JavaScript
JavaScript is a general-purpose computer scripting language which is frequently embedded in web pages on to make them interactive.
JavaScript is not related to the Java programming language, despite the similar name. JavaScript was originally called LiveScript, but was re-branded due to a deal between Netscape and Sun Microsystems, whereby Netscape was allowed to use the well-known Java name in return for bundling Sun's Java runtime with the popular Netscape Browser[1]. JavaScript was intended as a complement to Java and so was designed to look similar.
When JavaScript code is embedded in HTML pages, web browsers will execute the JavaScript upon loading the web page. The JavaScript within HTML may also execute in response to user actions on the page. Since in some cases JavaScript may be disabled in the web browser's options, well-designed HTML pages must be functional even if the JavaScript within them is not allowed to execute.

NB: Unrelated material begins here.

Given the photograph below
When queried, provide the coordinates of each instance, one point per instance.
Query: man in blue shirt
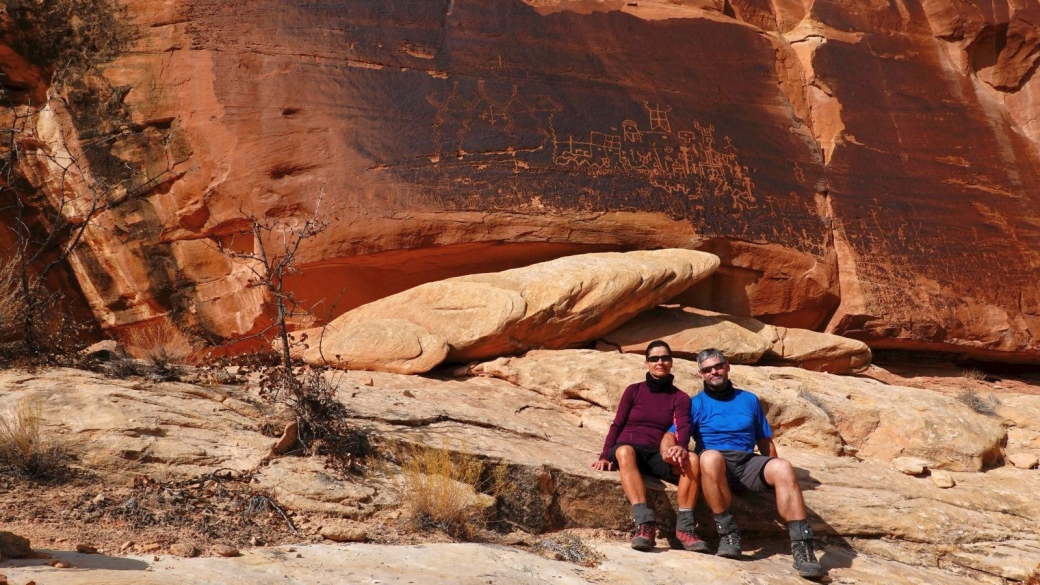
(726, 425)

JavaScript has seen several versions since it initial introduction with Netscape Navigator 2.0 in 1995 and the latest version now include new features making it a more robust scripting language. JavaScript script received an added boost when the browser started to expose more of the document object model (DOM) and allowed dynamic changes to the DOM. This gave birth to was to be called Dynamic HTML or DHTML. Not only were HTML elements be exposed to JavaScript programmers, but so were the events allowing JavaScript coded functions to handle those events. No longer were web pages static and it provided a better user interaction with web surfers. Allowing the HTML document to manipulated after the page was served and/or based on user interactions made wave for the next big web technology which made JavaScript indispensable.
The use of JavaScript to communicate in the background with a web server, and then to update small parts of an HTML page asynchronously without the delay or flashing associated with postback (in which the web server sends the browser a completely new HTML page) is broadly called Ajax. In fact, using JavaScript in this manner is so complex that many programmers do not work with JavaScript directly but instead, use one of many Ajax toolkits which group JavaScript into higher functions.
JavaScript has been standardized by the European Computer Manufacturer's Association (ECMA) and is, these days, occasionally referred to as ECMA-script. Despite standardization, web browsers from different companies (or even different versions of a browser from the same company) may not handle JavaScript identically. The uneven treatment of JavaScript by different web browsers is the single greatest challenge in JavaScript programming. It is one reasons why so many programmers use a toolkit instead, and it then becomes the responsibility of the toolkit authors to handle the browser differences correctly in JavaScript.